Researchers from the University of Minnesota have published a study in Nature Communications introducing a new biocomputing method, Transcriptional RNA Universal Multi-Purpose GatE PlaTform (Trumpet), which leverages biological enzymes as catalysts for DNA-based molecular computing. This innovative approach has the potential to address challenges in interfacing traditional computer hardware with living organs, a significant limitation in the development of medical devices.
Biocomputing has been typically conducted using live cells or non-living, enzyme-free molecules. While live cells offer self-sustenance and healing capabilities, they are difficult to repurpose for computation. Conversely, non-living molecules provide a simpler solution but suffer from weak output signals and difficulties in regulation.
The Trumpet platform, however, combines the simplicity of molecular biocomputing with enhanced signal amplification and programmability.

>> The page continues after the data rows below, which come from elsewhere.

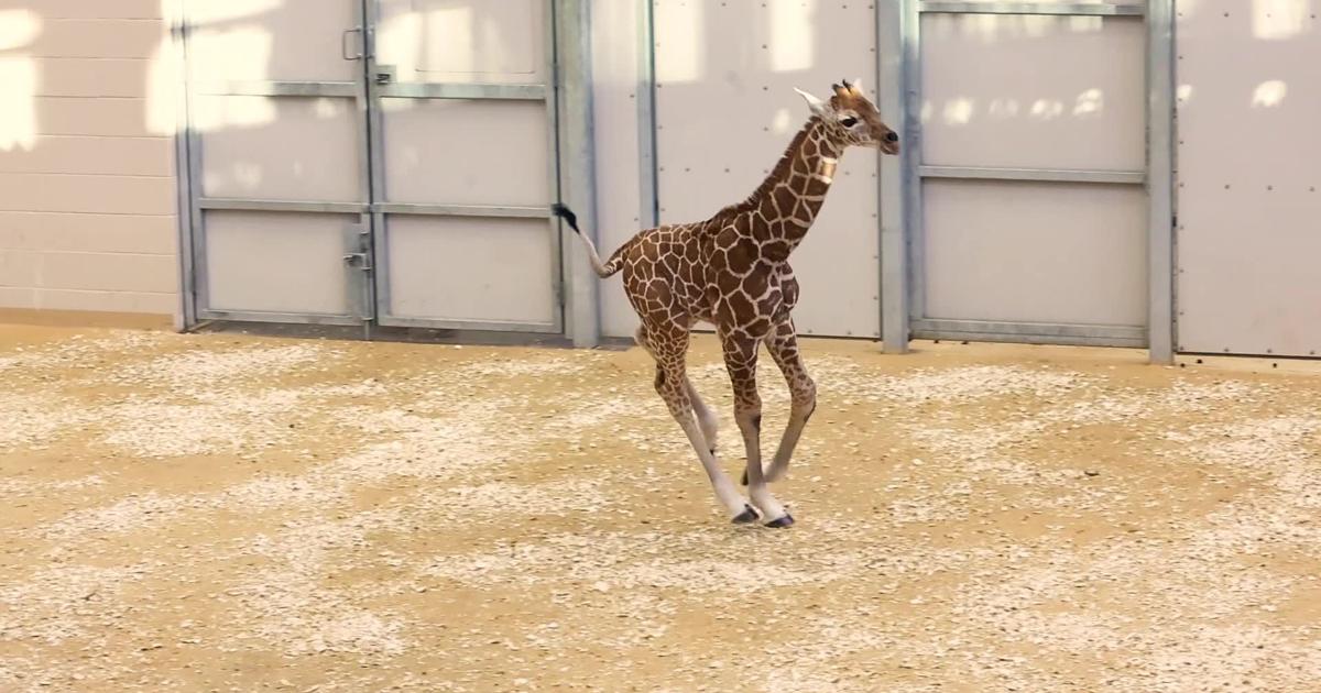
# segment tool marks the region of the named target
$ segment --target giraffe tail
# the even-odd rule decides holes
[[[573,232],[583,239],[583,244],[587,246],[587,256],[592,261],[592,269],[596,271],[596,276],[605,279],[620,271],[624,265],[624,263],[620,261],[620,257],[610,257],[608,263],[601,261],[601,255],[596,252],[596,243],[592,243],[592,239],[577,227],[577,214],[573,214],[573,210],[556,202],[555,205],[551,205],[551,211],[560,219],[564,219],[564,223],[569,224],[569,228],[572,228]]]

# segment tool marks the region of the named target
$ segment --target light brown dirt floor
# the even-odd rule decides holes
[[[918,346],[771,531],[635,348],[0,327],[0,690],[1321,690],[1317,375]]]

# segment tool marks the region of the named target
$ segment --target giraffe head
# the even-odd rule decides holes
[[[900,153],[900,136],[881,121],[876,104],[863,94],[857,79],[841,79],[831,84],[835,95],[828,102],[795,88],[811,108],[812,115],[826,124],[826,135],[840,148],[875,147],[886,154]]]

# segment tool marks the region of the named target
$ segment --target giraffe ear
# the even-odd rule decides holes
[[[826,115],[826,112],[830,111],[830,106],[826,102],[818,99],[816,96],[812,96],[811,94],[807,94],[806,91],[798,87],[794,87],[794,91],[797,91],[798,95],[802,96],[804,102],[807,102],[807,107],[811,108],[812,114]]]

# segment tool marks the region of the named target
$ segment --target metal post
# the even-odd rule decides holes
[[[188,98],[188,18],[184,0],[165,4],[170,13],[170,67],[176,70],[174,81],[174,177],[177,191],[176,213],[178,214],[178,298],[180,308],[174,315],[174,329],[185,331],[197,325],[196,280],[193,275],[193,177],[190,168],[189,143],[193,127]]]
[[[881,120],[905,133],[902,157],[880,156],[877,170],[881,234],[881,339],[886,354],[904,354],[909,347],[909,228],[905,214],[906,157],[914,143],[906,136],[914,128],[905,107],[905,16],[902,3],[876,4],[876,74],[880,84],[877,106]]]
[[[657,190],[657,49],[655,5],[637,0],[638,11],[638,226],[660,224]]]
[[[1148,352],[1174,362],[1174,0],[1147,8]]]
[[[560,199],[577,213],[583,232],[596,235],[596,149],[592,121],[592,9],[590,0],[560,0],[555,17],[555,98],[560,112]],[[601,342],[600,279],[560,224],[564,246],[564,329],[573,346],[590,348]]]

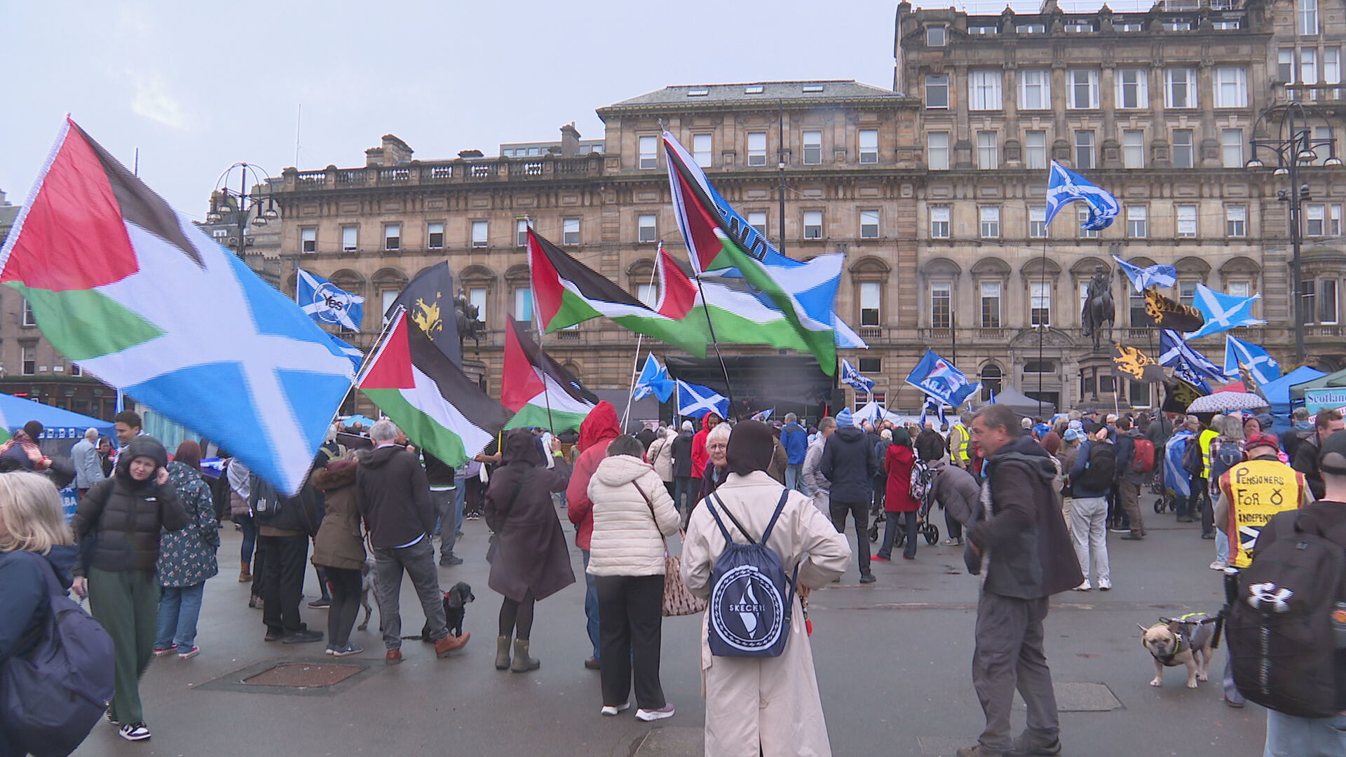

The researchers demonstrated that the platform is capable of encoding all universal Boolean logic gates (NAND, NOT, NOR, AND, and OR), which are fundamental to programming languages. These logic gates can be stacked to create more complex circuits. Additionally, the team developed a web-based tool to facilitate the design of sequences for the Trumpet platform.
Co-author Kate Adamala, an assistant professor in the College of Biological Sciences, explains that Trumpet is a non-living molecular platform, avoiding many of the problems associated with live cell engineering. This provides the platform with greater stability and reliability, as well as overcoming leakage issues commonly found in live cell operations.
Although Trumpet is still in the experimental phase, it has immense potential for future applications, such as neural implants, nerve damage repair, prosthetic control, and even more advanced uses like augmented memory. Lead author Judee Sharon, a Ph.D. candidate, is currently exploring Trumpet for early cancer diagnosis applications. Another potential use lies in "theranostics," which combines diagnostics and therapeutics within the body, enabling biological circuits to detect and respond to medical conditions like low insulin levels in diabetes patients.
This development in biocomputing signifies a promising step forward in molecular computing, with the potential to revolutionize medicine, diagnostics, and computing applications in the future.